Uma perguntinha que não dá pra responder é essa, quando feita por amigos que não tem filhos: "Se dá tanto trabalho, toma tanto seu tempo, cansa tanto, porque as mães que já reclamam de cansaço ainda querem o segundo filho?" Difícil tentar explicar, e nem vou tentar, tenham filhos, que nem precisarei responder, pois não vão mais me perguntar!

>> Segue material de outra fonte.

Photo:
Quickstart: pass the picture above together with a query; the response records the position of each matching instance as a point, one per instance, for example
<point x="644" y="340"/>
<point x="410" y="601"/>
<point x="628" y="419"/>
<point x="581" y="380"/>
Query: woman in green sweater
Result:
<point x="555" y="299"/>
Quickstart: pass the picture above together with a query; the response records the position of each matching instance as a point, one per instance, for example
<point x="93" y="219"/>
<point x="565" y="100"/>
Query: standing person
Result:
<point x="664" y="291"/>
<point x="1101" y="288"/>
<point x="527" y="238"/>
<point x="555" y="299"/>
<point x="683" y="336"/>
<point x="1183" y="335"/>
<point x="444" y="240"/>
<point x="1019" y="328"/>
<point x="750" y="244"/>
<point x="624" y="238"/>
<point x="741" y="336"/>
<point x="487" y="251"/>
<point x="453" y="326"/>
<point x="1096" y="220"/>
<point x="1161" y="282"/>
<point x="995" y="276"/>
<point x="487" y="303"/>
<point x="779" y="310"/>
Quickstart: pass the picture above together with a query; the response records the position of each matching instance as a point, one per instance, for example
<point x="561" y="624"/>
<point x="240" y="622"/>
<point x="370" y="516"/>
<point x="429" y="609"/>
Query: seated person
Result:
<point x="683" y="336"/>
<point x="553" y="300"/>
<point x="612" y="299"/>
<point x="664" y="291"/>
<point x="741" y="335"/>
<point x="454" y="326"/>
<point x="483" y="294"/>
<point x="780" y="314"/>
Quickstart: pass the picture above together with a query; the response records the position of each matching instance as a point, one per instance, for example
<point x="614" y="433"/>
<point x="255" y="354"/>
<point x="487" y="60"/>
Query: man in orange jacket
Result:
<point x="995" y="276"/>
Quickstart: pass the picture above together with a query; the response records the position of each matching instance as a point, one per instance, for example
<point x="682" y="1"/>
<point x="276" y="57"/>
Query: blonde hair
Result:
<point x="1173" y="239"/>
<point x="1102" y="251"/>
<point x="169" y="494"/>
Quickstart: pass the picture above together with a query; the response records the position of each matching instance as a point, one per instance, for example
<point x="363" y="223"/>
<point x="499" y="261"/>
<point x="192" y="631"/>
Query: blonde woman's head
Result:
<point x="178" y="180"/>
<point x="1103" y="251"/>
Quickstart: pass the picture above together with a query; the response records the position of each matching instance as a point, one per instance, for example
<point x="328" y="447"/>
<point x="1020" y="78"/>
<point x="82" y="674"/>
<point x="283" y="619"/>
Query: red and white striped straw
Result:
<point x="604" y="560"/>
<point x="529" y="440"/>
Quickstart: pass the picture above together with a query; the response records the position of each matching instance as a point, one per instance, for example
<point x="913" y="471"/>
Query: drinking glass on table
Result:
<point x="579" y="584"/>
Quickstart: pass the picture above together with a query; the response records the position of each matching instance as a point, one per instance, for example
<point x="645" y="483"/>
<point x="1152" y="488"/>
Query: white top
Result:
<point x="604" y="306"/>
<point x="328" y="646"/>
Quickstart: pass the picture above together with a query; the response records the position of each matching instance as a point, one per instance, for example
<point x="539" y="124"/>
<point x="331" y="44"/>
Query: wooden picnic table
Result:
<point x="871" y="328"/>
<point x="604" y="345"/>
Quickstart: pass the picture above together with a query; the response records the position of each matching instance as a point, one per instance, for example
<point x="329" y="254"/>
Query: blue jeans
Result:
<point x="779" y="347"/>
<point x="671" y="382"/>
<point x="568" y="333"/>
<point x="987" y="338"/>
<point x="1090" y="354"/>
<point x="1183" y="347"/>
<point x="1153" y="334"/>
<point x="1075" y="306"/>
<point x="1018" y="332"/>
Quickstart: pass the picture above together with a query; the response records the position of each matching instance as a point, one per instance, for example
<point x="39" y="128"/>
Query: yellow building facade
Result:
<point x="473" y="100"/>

Assim que a Luna nasceu, fiquei durante bons meses com uma certeza absoluta: ela seria a única. Não queria de forma alguma passar de novo noites acordada, viver caindo de sono todos os dias, seria uma vez só pra nunca mais. Depois, começamos a pensar que vai, até seria legal, mas imagine DOIS aqui? Ah não... se já não tenho tempo pra nada hoje apenas com uma imagine dois. Então vem a balança, e começamos a pesar os dois lados, e entendemos que 1 é pouco, 2 é bom e 3 é demais, de verdade. Por mim, apesar de ter muita saudade de um bebê pra apertar e ficar babando, poderia parar aqui, mas pensamos (friamente, já que ele ainda não veio) na Luna. Como é ser filho único? Sergio e eu temos irmãs, e coincidentemente ou não, a maioria dos amigos/colegas/conhecidos que são filho únicos são meio problemáticos. Imagino ela sozinha, depois que a gente se for, ou mesmo ela, quando estivermos velhinhos, não ter o apoio de algum irmão. Obviamente, ter irmão não é sinônimo de ter um companheiro, amigo, mas é o exemplo que tenho em casa, e sei o quão benéfico é para mim ter uma irmã, e pra ela também.
E mais uma decisão na balança da Libriana... ô tarefinha difícil. E tenho que pensar rápido, pois hoje é mais um aniversário para minha coleção de 35 anos. Nós mulheres temos esse prazo de validade!